先週の金曜日、久しぶりに愛想を使い果たしたので、その週の土日はもはや使い物にならなかった。

その甲斐あってか仕事場での私の評判は右肩上がりで、結果としてはまぁまぁいいと思う。

 

私は一日に使える愛想の量というものが決まっているので、それを越すと翌日、ひどい場合は翌々日の分まで引っ張ってこなければならなくなる。

先週の金曜日はまさにそのような状態で、金曜日の分の愛想を使い果たし、翌日の土曜の分にまで手をだし、それでも足らず、日曜の分を少し使った。

そのため土曜日は相槌を打つことさえ億劫なほど感情という感情が死滅していて、それは日曜の午前中まで続いた。

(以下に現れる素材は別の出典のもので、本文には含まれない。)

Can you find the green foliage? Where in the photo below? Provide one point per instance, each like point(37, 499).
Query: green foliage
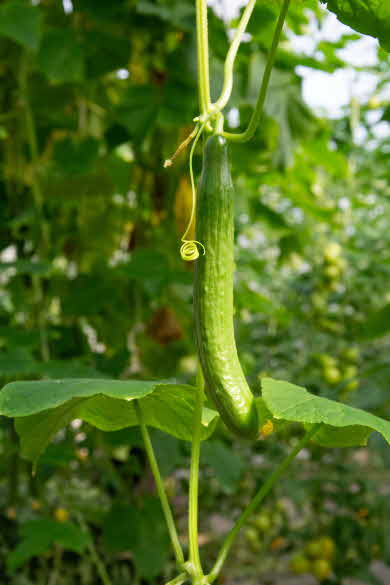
point(349, 426)
point(92, 287)
point(43, 408)
point(370, 17)
point(38, 537)
point(21, 22)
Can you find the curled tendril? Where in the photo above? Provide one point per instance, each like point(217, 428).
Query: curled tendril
point(189, 250)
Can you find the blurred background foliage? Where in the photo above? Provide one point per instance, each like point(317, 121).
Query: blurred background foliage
point(94, 97)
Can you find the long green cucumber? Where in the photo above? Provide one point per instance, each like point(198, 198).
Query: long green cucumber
point(225, 382)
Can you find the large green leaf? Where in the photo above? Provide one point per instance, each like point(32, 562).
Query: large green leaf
point(42, 408)
point(345, 426)
point(370, 17)
point(21, 22)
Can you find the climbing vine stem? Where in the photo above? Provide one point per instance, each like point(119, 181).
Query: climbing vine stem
point(258, 498)
point(258, 112)
point(203, 55)
point(231, 56)
point(194, 557)
point(159, 486)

そんな状態になることはめったにないのだが(そもそもそんなに気を遣いまくって愛想を振りまくこともそうないし、これが平日のど真ん中であれば間違いなく支障がでるのでやらない)、愛想の量が足りないときは単純に他人に会わなければいいだけなので、たとえ土日まるまる家に引きこもり陰鬱に過ごしたとしても「難儀な性格だなぁ」で終わることができる。

どう考えても日常生活を営む上で誰かしらとは顔を合わせる状況になるのだから、人生のうち一日や二日や一週間、誰にも会わずに過ごしたところで、別にどうというわけでもないだろうし。

 

明けて今週、あれほど気を遣い愛想を振りまいた反動か、慣れ親しんだ人に会いたいなあと、そんなことを思っている。